In one 2015 study, women with thinning hair were given an oral supplement that contained biotin and several other ingredients or placebo twice daily for 90 days.
At the end of the study, participants taking the supplement with biotin and other ingredients experienced not only a reduction in hair shedding, but significant hair growth in the areas affected by hair loss.
A 2017 review of previous research found 18 cases of biotin use for changes in hair and nails. In all cases, the researchers found that patients receiving biotin had an underlying pathology for poor hair or nail growth. All of those cases showed clinical evidence for improvement with biotin supplementation.
Though there are a few small studies that show promising results, the National Institutes of Health (NIH) has concluded that there is insufficient evidence to rate the effectiveness of biotin for the treatment of hair loss.

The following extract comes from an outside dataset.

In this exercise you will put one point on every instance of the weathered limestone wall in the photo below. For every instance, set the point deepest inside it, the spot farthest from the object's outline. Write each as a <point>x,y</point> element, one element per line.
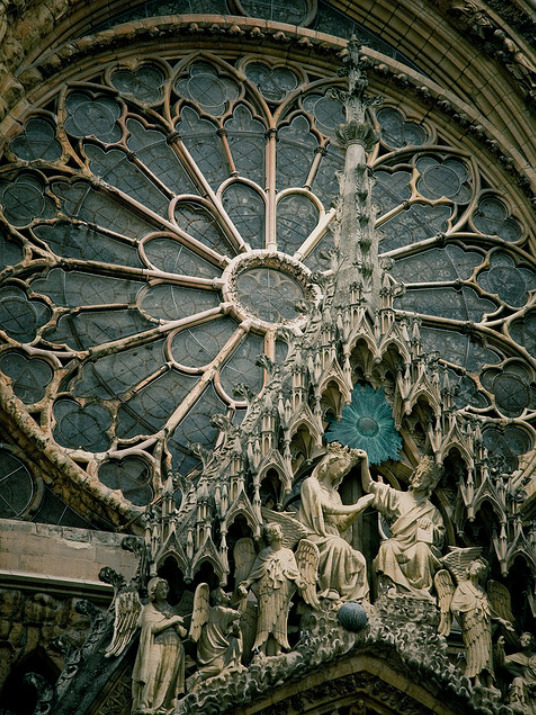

What we’re trying to say is: the research behind biotin, although promising, is scarce, and much more research is needed before it can be said definitively how beneficial biotin is for hair growth.
Because biotin deficiency is fairly rare, the U.S. Food and Drug Administration (FDA) has not established a recommended dietary allowance for biotin.
That said, the Food and Nutrition Board of the Institute of Medicine has set recommended daily intake for adults over 19 years of age at 30mcg.
In most cases, you can meet that 30mcg recommendation through your daily diet.
The thing you need to remember about biotin is that it is a water-soluble vitamin which means the body doesn’t store it.
In order for it to be effective, it needs to be consumed and you need to take it daily. It could take several months to notice the effects of supplemental biotin and the results will only last as long as you continue to take the biotin.
Before you start taking nutritional supplements, it’s a good idea to talk to your healthcare provider.
Even natural supplements have the potential to cause side effects and over-supplementation with certain vitamins and minerals can lead to health problems.
Many healthcare professionals caution against taking supplements unless you have a specific nutritional deficiency.
Fortunately, there is no evidence that biotin is toxic in humans at high intake levels. Even studies involving daily intakes up to 50mg per day failed to produce symptoms of toxicity.
Though biotin hasn’t been shown to have any risk for adverse effects, daily use hasn’t been tested for safety in pregnant women, nursing mothers, or children.
If you have a medical condition or you’re taking medication, talk to your healthcare provider about the potential risks for side effects and drug interactions before taking biotin supplements. It’s always better to be safe than sorry.
If you’re experiencing hair loss or hair thinning, biotin supplements could help.
Research suggests that increasing your biotin intake between 2mg and 5mg per day could improve the strength and thickness of your hair.
Just keep in mind that it isn’t an approved treatment for hair loss — it may simply help protect and improve the appearance of the hair you already have.
After starting a biotin supplement routine, you can expect to start seeing a difference in about three to four months. Results may vary depending on the amount and type of biotin you’re taking.
You can find biotin at most drug stores and in any vitamin shop. When shopping for biotin supplements, check the dosage and serving recommendations. Biotin supplements generally range from 1,000mcg to 10,000mcg per serving, though some formulations may require you to take multiple tablets to reach the recommended serving size.
If you start to experience any negative reactions when taking biotin supplements, stop taking it immediately and talk to your healthcare provider.